Recurrence Lemmas for the continuants Function of Continued Fractions.

Summary

Given a generalized continued fraction g, for all n ≥ 1, we prove that the continuants function indeed satisfies the following recurrences:

• Aₙ = bₙ * Aₙ₋₁ + aₙ * Aₙ₋₂, and
• Bₙ = bₙ * Bₙ₋₁ + aₙ * Bₙ₋₂.

theorem GeneralizedContinuedFraction.continuantsAux_recurrence {K : Type u_1} {g : GeneralizedContinuedFraction K} {n : ℕ} [DivisionRing K] {gp : GeneralizedContinuedFraction.Pair K} {ppred : GeneralizedContinuedFraction.Pair K} {pred : GeneralizedContinuedFraction.Pair K} (nth_s_eq : Stream'.Seq.get? g.s n = some gp) (nth_conts_aux_eq : GeneralizedContinuedFraction.continuantsAux g n = ppred) (succ_nth_conts_aux_eq : GeneralizedContinuedFraction.continuantsAux g (n + 1) = pred) : GeneralizedContinuedFraction.continuantsAux g (n + 2) = { a := gp.b * pred.a + gp.a * ppred.a, b := gp.b * pred.b + gp.a * ppred.b }

theorem GeneralizedContinuedFraction.continuants_recurrenceAux {K : Type u_1} {g : GeneralizedContinuedFraction K} {n : ℕ} [DivisionRing K] {gp : GeneralizedContinuedFraction.Pair K} {ppred : GeneralizedContinuedFraction.Pair K} {pred : GeneralizedContinuedFraction.Pair K} (nth_s_eq : Stream'.Seq.get? g.s n = some gp) (nth_conts_aux_eq : GeneralizedContinuedFraction.continuantsAux g n = ppred) (succ_nth_conts_aux_eq : GeneralizedContinuedFraction.continuantsAux g (n + 1) = pred) : GeneralizedContinuedFraction.continuants g (n + 1) = { a := gp.b * pred.a + gp.a * ppred.a, b := gp.b * pred.b + gp.a * ppred.b }

theorem GeneralizedContinuedFraction.continuants_recurrence {K : Type u_1} {g : GeneralizedContinuedFraction K} {n : ℕ} [DivisionRing K] {gp : GeneralizedContinuedFraction.Pair K} {ppred : GeneralizedContinuedFraction.Pair K} {pred : GeneralizedContinuedFraction.Pair K} (succ_nth_s_eq : Stream'.Seq.get? g.s (n + 1) = some gp) (nth_conts_eq : GeneralizedContinuedFraction.continuants g n = ppred) (succ_nth_conts_eq : GeneralizedContinuedFraction.continuants g (n + 1) = pred) : GeneralizedContinuedFraction.continuants g (n + 2) = { a := gp.b * pred.a + gp.a * ppred.a, b := gp.b * pred.b + gp.a * ppred.b }

Shows that Aₙ = bₙ * Aₙ₋₁ + aₙ * Aₙ₋₂ and Bₙ = bₙ * Bₙ₋₁ + aₙ * Bₙ₋₂.

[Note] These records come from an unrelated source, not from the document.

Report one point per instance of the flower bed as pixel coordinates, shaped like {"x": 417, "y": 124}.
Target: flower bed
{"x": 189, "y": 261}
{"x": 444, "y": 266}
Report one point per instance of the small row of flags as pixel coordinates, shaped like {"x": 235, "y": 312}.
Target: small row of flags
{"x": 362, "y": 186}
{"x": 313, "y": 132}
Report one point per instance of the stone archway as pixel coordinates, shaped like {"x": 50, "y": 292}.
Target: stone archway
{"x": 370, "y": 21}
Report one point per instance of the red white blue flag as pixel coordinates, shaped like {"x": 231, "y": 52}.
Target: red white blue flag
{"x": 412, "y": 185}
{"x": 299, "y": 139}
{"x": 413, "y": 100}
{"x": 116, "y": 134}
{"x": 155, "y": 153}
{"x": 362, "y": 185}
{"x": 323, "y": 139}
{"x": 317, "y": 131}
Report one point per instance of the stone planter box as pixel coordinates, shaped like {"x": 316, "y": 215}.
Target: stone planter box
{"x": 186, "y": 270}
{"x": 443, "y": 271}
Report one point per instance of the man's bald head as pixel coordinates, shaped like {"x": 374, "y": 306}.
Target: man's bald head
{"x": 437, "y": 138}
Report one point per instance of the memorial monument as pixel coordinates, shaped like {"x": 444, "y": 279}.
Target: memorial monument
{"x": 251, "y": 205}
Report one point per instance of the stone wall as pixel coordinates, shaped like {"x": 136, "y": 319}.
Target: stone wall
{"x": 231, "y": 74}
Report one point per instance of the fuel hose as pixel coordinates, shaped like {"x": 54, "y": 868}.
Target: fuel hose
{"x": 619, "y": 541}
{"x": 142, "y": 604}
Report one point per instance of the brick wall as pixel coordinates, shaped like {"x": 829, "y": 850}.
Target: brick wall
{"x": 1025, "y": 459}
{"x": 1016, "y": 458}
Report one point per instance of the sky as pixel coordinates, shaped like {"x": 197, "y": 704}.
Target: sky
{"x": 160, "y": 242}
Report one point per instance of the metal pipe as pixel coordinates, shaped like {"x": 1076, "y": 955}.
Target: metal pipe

theorem GeneralizedContinuedFraction.numerators_recurrence {K : Type u_1} {g : GeneralizedContinuedFraction K} {n : ℕ} [DivisionRing K] {gp : GeneralizedContinuedFraction.Pair K} {ppredA : K} {predA : K} (succ_nth_s_eq : Stream'.Seq.get? g.s (n + 1) = some gp) (nth_num_eq : GeneralizedContinuedFraction.numerators g n = ppredA) (succ_nth_num_eq : GeneralizedContinuedFraction.numerators g (n + 1) = predA) : GeneralizedContinuedFraction.numerators g (n + 2) = gp.b * predA + gp.a * ppredA

Shows that Aₙ = bₙ * Aₙ₋₁ + aₙ * Aₙ₋₂.

theorem GeneralizedContinuedFraction.denominators_recurrence {K : Type u_1} {g : GeneralizedContinuedFraction K} {n : ℕ} [DivisionRing K] {gp : GeneralizedContinuedFraction.Pair K} {ppredB : K} {predB : K} (succ_nth_s_eq : Stream'.Seq.get? g.s (n + 1) = some gp) (nth_denom_eq : GeneralizedContinuedFraction.denominators g n = ppredB) (succ_nth_denom_eq : GeneralizedContinuedFraction.denominators g (n + 1) = predB) : GeneralizedContinuedFraction.denominators g (n + 2) = gp.b * predB + gp.a * ppredB

Shows that Bₙ = bₙ * Bₙ₋₁ + aₙ * Bₙ₋₂.